Java being the most popular programming language of application programming is usually thought to be a good (usually the best) choice for any task. Six or seven months ago one of my instructor Dr. Hoermann, who is a real expert in random number generation techniques, ask me to reimplement one of his earlier C projects in Java by using the merits of object oriented design. I won’t dwell into the details of the project but shortly it was an object oriented implementation of a set of universal random number generators.

Initially, I did not suspect about the performance of Java because I previously use some data mining tools, simulators implemented by Java especially by some universities.

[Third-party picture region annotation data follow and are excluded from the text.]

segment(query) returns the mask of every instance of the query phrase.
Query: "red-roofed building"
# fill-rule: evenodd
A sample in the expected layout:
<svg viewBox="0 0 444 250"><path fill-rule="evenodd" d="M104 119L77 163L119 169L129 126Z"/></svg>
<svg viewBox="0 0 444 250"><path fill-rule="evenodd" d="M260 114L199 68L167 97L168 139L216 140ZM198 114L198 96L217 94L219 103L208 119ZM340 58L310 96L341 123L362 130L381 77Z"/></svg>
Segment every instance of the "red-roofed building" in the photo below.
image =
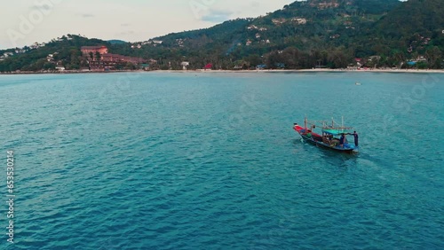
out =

Such that Weka – one of the most popular Java data mining applications—implemented by New Zealand University . So I start to design a model. You know those things. Interfaces, classes, so and so for…

Finally, design and implementation were completed and it seems that our new generator was solely doing pretty well. I use the generators to estimate some stock options and to do some Monte Carlo simulations. Everything was fine but one thing. What was the speed of previously implemented project in C by Hoermann? As I check the result, it was disgusting enough to make me irritate Java. I don’t tell you to irritate Java but just see below to not to see any problem as a nail.

Since the generator I implemented requires too much theory of statistics and probability theory, I won’t deal with it. But rather I will be implementing a pretty simple PI estimator using Monte Carlo technique in both Java and C.

Some rough idea on Monte Carlo

O! many a shaft at random sent

Finds mark at the archer little meant!

And many a word, at random spoken.

May soothe or wound a heart that’s broken!

Sir Walter Scott, the Lord of the Isles

A Monte Carlo method is an algorithm that solves a problem through the use of statistical sampling. Just as I said I won’t bother doing some probabilistic proof (it’s the job of http://www.systemsimulation.blogspot.com/). But to make you believe, think that in a raining day you and your son are walking through the street with your own umbrellas. And since he is just a kid, his umbrella is smaller than yours in terms of it is radius (think that we are looking from the top). So how can you compare the number of droplets hitting to your umbrella and his umbrella.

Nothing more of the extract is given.